Click the link to read the article on the AZCentral website (Debra Utacia Krol). Here’s an excerpt:
March 16, 2026
Key Points
- A U.S. Court of Appeals denied a request to halt a land exchange at Oak Flat, clearing the way for mining work to begin.
- Resolution Copper now owns the land, which is sacred to the Apache people, and plans to begin exploratory drilling.
- Opponents, including the San Carlos Apache Tribe, have appealed to the U.S. Supreme Court, citing religious freedom.
Resolution Copper told the U.S. Supreme Court it would begin exploratory drilling in the Oak Flat area on March 16 after the 9th U.S. Circuit Court of Appeals turned down a bid from a coalition of environmentalists, the San Carlos Apache Tribe and a group of Apache women to halt a contentious land exchange.
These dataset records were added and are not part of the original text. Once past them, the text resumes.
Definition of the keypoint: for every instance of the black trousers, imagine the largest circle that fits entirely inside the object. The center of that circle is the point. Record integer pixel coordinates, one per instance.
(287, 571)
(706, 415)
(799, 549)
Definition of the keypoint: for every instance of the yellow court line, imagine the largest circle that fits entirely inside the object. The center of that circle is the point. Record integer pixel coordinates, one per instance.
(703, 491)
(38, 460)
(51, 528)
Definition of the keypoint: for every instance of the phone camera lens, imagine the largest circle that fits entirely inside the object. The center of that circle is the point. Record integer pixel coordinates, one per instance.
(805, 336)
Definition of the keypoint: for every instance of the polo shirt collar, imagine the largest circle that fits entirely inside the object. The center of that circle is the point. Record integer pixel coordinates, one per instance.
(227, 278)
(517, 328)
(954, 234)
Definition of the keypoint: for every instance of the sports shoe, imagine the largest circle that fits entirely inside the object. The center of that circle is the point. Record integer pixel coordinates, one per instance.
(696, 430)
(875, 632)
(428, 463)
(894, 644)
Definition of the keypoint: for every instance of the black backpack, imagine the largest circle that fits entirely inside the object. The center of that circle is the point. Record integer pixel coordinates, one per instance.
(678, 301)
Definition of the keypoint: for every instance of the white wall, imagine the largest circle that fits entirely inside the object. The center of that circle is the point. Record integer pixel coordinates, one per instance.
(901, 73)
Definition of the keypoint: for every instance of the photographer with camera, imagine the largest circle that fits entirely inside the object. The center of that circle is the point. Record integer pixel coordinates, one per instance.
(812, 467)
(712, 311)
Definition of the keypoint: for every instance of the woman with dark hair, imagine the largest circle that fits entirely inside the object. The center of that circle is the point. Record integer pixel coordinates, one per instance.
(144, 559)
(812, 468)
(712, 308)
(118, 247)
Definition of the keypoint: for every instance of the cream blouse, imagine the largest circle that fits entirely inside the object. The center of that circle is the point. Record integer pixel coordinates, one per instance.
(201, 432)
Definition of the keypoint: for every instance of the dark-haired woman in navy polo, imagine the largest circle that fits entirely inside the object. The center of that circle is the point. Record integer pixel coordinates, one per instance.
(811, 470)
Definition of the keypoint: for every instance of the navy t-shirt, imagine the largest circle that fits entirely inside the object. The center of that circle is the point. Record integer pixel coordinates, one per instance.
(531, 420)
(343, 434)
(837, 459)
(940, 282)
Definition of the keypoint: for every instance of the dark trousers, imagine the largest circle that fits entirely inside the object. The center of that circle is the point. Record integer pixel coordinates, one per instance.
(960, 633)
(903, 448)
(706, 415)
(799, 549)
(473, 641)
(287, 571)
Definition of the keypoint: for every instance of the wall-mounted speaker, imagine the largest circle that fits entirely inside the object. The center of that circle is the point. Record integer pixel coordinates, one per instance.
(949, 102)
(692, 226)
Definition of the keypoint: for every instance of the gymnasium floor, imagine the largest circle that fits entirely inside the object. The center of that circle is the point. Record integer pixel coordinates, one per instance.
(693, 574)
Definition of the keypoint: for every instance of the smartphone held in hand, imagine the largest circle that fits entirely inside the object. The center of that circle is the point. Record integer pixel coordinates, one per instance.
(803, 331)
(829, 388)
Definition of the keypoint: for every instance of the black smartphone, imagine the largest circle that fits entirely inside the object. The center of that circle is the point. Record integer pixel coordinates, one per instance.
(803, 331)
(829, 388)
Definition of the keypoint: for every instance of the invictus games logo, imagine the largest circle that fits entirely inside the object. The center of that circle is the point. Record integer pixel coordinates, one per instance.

The three-judge panel issued its decision late Friday, March 13. Resolution relayed documents to the high court affirming the land exchange occurred shortly after the court rendered its decision. Resolution now owns Oak Flat, a location sacred to the Apaches and other Native people. The Forest Service issued the final record of decision March 16 finalizing the land exchange.
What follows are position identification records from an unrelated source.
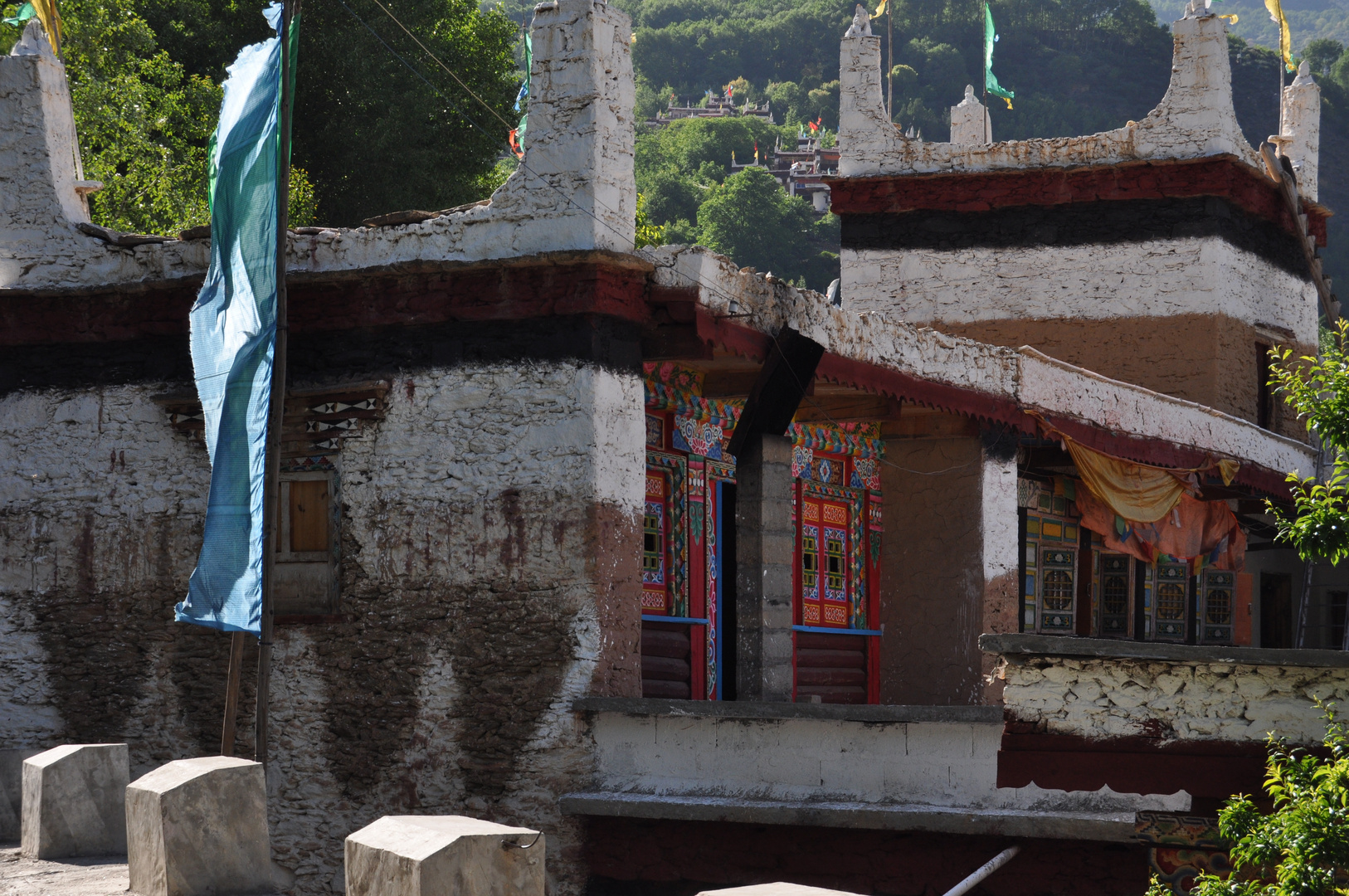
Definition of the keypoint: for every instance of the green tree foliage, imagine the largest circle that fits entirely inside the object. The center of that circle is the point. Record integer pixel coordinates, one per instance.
(1302, 848)
(1081, 68)
(142, 118)
(1309, 21)
(648, 232)
(1318, 390)
(377, 138)
(754, 222)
“The national security of America depends on our ability to harness the abundant natural resources we are blessed with in this country,” said Agriculture Secretary Brooke Rollins in a statement. “The Resolution Copper project is a prime example of bureaucratic and legal chokeholds preventing our rural communities, supply chains, and defense industry from producing the minerals we need right here in America.”
The appeals court denied an injunction in three cases, blocking a legal move that could have halted progress on the handover of the 2,200-acre site and another 211 acres currently within Tonto National Forest to Resolution, the British-Australian mining company, while the lawsuits continue to make their way through the court system. Miles Coleman, one of the attorneys representing the Brown-Lopez family and other Apache women, said the firm filed an appeal with the U.S. Supreme Court over the weekend.
“The transfer and destruction of Oak Flat would be a tragic departure from our nation’s founding promise of religious freedom,” Coleman told The Arizona Republic. He said the emergency application with the Supreme Court asked to preserve the status quo and protect Oak Flat.
The ruling came more than two months after the judges heard the three cases on Jan. 8. The judges turned the three down because they said the cases were “unlikely to succeed on the merits.”